On Tue, May 12, 2020 at 06:00:20PM +0100, Cristian Marussi wrote:
> On Mon, May 11, 2020 at 11:04:03PM +0100, Cristian Marussi wrote:
> > Hi Dave
> >
> > thanks for the review first of all.
> >
> [snip]
>
> > > I'm not sure about scmi_notification_exit() (see below).
> [snip]
> > > > +/**
> > > > + * scmi_notification_exit() - Shutdown and clean Notification core
> > > > + * @handle: The handle identifying the platform instance to shutdown
> > > > + */
> > > > +void scmi_notification_exit(struct scmi_handle *handle)
> > > > +{
> > > > + struct scmi_notify_instance *ni = handle->notify_priv;
> > > > +
> > > > + if (unlikely(!ni || !atomic_read(&ni->initialized)))
> > > > + return;
> > > > +
> > > > + atomic_set(&ni->enabled, 0);
> > > > + /* Ensure atomic values are updated */
> > > > + smp_mb__after_atomic();
> > >
> > > If users can race with this, we're dead: the atomic by itself doesn't
> > > ensure that handle is not in use once we arrive here.
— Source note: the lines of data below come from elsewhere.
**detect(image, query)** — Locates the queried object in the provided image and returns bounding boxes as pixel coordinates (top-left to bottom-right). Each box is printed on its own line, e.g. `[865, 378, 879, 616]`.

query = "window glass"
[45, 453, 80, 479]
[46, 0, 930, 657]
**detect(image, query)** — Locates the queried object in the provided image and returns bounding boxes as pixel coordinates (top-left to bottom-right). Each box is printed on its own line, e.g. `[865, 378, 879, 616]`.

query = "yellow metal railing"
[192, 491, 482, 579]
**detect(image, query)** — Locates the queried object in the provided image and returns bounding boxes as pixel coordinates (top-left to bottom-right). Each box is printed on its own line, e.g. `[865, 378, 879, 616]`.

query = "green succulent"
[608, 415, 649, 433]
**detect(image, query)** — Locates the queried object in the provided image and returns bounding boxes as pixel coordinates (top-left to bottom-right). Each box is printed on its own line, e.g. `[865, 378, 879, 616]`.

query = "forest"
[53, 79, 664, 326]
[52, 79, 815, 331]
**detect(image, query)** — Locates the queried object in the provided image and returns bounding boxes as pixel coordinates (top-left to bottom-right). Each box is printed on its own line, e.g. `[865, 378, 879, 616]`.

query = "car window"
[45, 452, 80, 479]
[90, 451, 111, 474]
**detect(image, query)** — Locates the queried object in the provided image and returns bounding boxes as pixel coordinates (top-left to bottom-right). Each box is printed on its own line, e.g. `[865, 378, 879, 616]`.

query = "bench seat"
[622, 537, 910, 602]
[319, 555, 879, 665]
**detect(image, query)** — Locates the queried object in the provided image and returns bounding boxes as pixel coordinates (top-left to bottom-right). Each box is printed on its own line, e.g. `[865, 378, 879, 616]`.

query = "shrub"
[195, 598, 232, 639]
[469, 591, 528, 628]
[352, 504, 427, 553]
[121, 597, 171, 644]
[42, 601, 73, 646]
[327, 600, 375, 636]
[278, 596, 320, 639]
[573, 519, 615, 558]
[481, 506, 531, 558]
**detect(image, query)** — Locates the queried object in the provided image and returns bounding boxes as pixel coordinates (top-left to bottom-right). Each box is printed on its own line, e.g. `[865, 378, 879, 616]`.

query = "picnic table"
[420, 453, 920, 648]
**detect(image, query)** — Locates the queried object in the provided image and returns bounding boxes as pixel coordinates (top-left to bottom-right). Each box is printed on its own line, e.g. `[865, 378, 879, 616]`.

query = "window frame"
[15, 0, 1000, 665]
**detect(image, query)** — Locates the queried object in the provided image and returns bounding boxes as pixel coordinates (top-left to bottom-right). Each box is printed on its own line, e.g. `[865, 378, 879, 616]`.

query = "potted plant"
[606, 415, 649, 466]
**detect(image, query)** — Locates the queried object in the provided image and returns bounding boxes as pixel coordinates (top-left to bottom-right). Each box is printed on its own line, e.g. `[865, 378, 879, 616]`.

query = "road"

Should this
> > > be a refcount instead?
> > >
> > > If users can't race with this, we probably don't protection here.
> > >
> > >
> > > I may be misunderstanding what this code is doing...
> > >
> >
> > First of all the enabled flag does not probably belong to this commit properly;
> > here is initialized but it is really fully used only in subsequent patches
> > (...so makes apparently little sense here... my bad...)
> >
> > Anyway, in general SCMI protocols (beside notifications stuff) are initialized
> > as depicted above, BUT they are never deinitialized explicitly (there's no
> > equivalent scmi_protocol_deinit()) and also proto devices are never destroyed:
> > so there's no scmi_protocol_deregister_events() neither in this series, because
> > it would have been tricky to properly invoke it and would have not been consistent
> > with the original SCMI design.
> >
> > On the other side since in protocol driver _remove() some general protos resources
> > are in fact freed anyway, for consistency I decided to free the devm notification
> > resources allocated with the above init() in scmi_notification_exit(): this should
> > happen only at system shutdown in fact when notification are no more of a concern.
> >
> > So given there's no explicit deregister I had to ensure somehow that the wanna-be-freed
> > notif devm resources were safe to be released.
> >
> > In this context the 'enabled' atomic flag is set to 0 @_exit to stop the dispatch of the
> > events (possibly still coming from the fw) from the ISR into the kfifo queues: once such
> > pkts flow is stopped I destroy_sync() (in a subsequent patch @_exit too) all the workqueues
> > fetching the events from the kfifos: this way I can be sure that all the notif resources
> > are no more used at all when I free all of them with devm_release() at the end.
> >
> > All of this is an additional precaution against buggy fw not stopping sending events
> > even when asked to do so (by drivers when deregistering notif callbacks in their shutdown)
> >
> > Give the above scenario on shutdown (which I never observed to tell the truth), and the fact
> > I'm freeing all devm res (including ni) at shutdown, it's now apparent ALSO that I cannot use
> > 'enabled' to keep stopped the flow in a safe way after its enclosing struct ni has been freed !
> >
> > So I'll remove the 'enable' atomic_t too and rely equally on the bare !ni check to determine
> > if the notification are enabled and should be dispatched. So that in
> >
>
> ...replying to my early self here (o_O)....I'd add that I've tested the above changes (removing
> initialized and enabled) triggering this _exit path by brutally unbinding the platform protocol
> driver and I can see the notifications flow stop and the queues emptied as expected without
> tragedy...the SCMI stack in general is not so happy though at that point, since it is not even
> supposed to be unloaded ever in fact...I wonder if this limit condition(unbind of a core SCMI
> driver which is not even modularizable in Kconfig) makes sense to be tested at all...
> (if not for testing this specific code path...)
>

We may need this eventually, I just kept initial implementation simple.
The scmi_drivers should be module and loading/unloading should be stable
and must work today.

Looking at the driver again, I am wondering why haven't I added
scmi_device_destroy in scmi_remove. We should be able to add that.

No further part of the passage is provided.